JAKARTA - Menteri Agama Lukman Hakim Saifuddin memberikan penjelasan terkait rencana pemerintah untuk mengatur pengumpulan zakat yang berasal dari pemotongan gaji Aparatur Sipil Negara (ASN) yang belakangan menjadi pertanyaan banyak pihak.
Lukman mengatakan, maksud pemerintah dalam hal itu adalah upaya untuk memfasilitasi pengumpulan zakat dari ASN muslim agar menjadi lebih optimal.
"Kami ingin memberikan latar belakang bahwa sebenarnya yang sedang ingin dilakukan (pemerintah) agar dana zakat ini bisa dioptimalkan dengan baik penghimpunannya maupun pemanfaatannya dari ASN yang tentu agama Islam," kata dia di Kantor Kemenag, Jakarta Pusat, Rabu, (7/2/2018).
Yang perlu digaris bawahi, kata Dia, tidak ada kata kewajiban disitu tapi yang ada adalah pemerintah memfasilitasi ASN muslim untuk menunaikan kewajiban sebagai muslim mengeluarkan sebagian penghasilannya untuk bayar zakat.
"Ini analoginya sama saja seperti Kemenag menyelenggarakan ibadah haji. Jadi yang mewajibkan haji bukan pemerintah tapi wajib itu kewajiban agama tapi pemerintah memfasilitasi sebagaian warga muslim ingin berhaji, sama juga seperti zakat," terangnya.

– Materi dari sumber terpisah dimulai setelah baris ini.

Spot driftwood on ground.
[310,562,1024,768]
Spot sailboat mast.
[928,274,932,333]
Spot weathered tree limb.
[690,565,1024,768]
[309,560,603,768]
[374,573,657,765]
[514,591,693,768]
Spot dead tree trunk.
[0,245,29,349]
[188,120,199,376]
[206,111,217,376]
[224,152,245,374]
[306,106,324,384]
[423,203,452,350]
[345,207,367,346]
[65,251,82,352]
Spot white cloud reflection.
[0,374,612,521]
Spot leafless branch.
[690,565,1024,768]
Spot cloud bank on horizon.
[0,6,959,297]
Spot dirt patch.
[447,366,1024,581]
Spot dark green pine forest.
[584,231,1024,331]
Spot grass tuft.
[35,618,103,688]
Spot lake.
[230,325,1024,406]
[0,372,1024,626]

(Baca juga: Menteri Lukman Akan Klarifikasi Wacana Pemotongan Gaji PNS untuk Zakat)
Prinsip dasar pertama, sambung Lukman, ini sifatnya fasilitasi negara sehingga tidak ada kewajiban dan paksaan. Oleh karenanya bagi ASN muslim yang keberatan penghasilannya disisihkan sebagian sebagai zakat, dia bisa menyatakan keberatannya itu secara tertulis. Nantinya kata Lukman setiap ASN Islam yang akan dikenai zakat harus menyatakan ketersediaannya.
"Jadi ada akad, tidak semena-mena pemerintah memotong tanpa persetujuan dari ASN yang bersangkutan. Ini bagi ASN muslim pemerintah merasa perlu memfasilitasinya kewajiban menunaikan zakat dari penghasilan dimiliki," ungkapnya.
Selain itu, tambahnya, ada pertanyaan bagaimana kalau belum sampai nisabnya kemudian pemerintah langsung memotong, tentu kata Lukman pemerintah bersama dengan pihak-pihak yang akan ditunjuk sebagai pengelola zakat berdasarkan ajaran agama karena zakat ini penunaian ajaran agama.
"Tentu tidak boleh bertentangan dgn ajaran agama. Dan terkait dengan zakat tentu harus memenuhi nishab dan haul. Nishab batas minimal jumlah penghasilan yang wajib di zakati," tegasnya.
(Baca juga: Terkait Gaji PNS Dipotong untuk Zakat, DPR: Pemerintah Tidak Memiliki Kewenangan)
Artinya, lanjut Lukman, bagi ASN yang penghasilannya tidak sampai batas minimal nishab tentu tidak wajib mengeluarkan zakatnya.
"Jadi ada batas minimal nisab penghasilan yang menjadi tolak ukur berapa yang dikenakan zakat. Artinya ini tidak berlaku seluruh ASN muslim. Nanti amil zakat pengelola zakat akan melihat gajinya secara utuh satu tahun dibagi perbulan apakah mencapai nisab," terangnya.
"Nizhab itu sendiri sebagaimana dalam ketentuan Baznas berdasarkan fatwa MUI nilainya sekitar dengan equivalen harga emas 85 gram per bulan sekitar Rp4 juta sekian lah. Mereka penghasilan dibawah itu tidak kena," paparnya.
Namun, Lukman mengungkapkan bahwa pengaturan dana zakat dari ASN Islam tersebut masih sebatas rancangan dan wacana belum masuk sebagai ketentuan.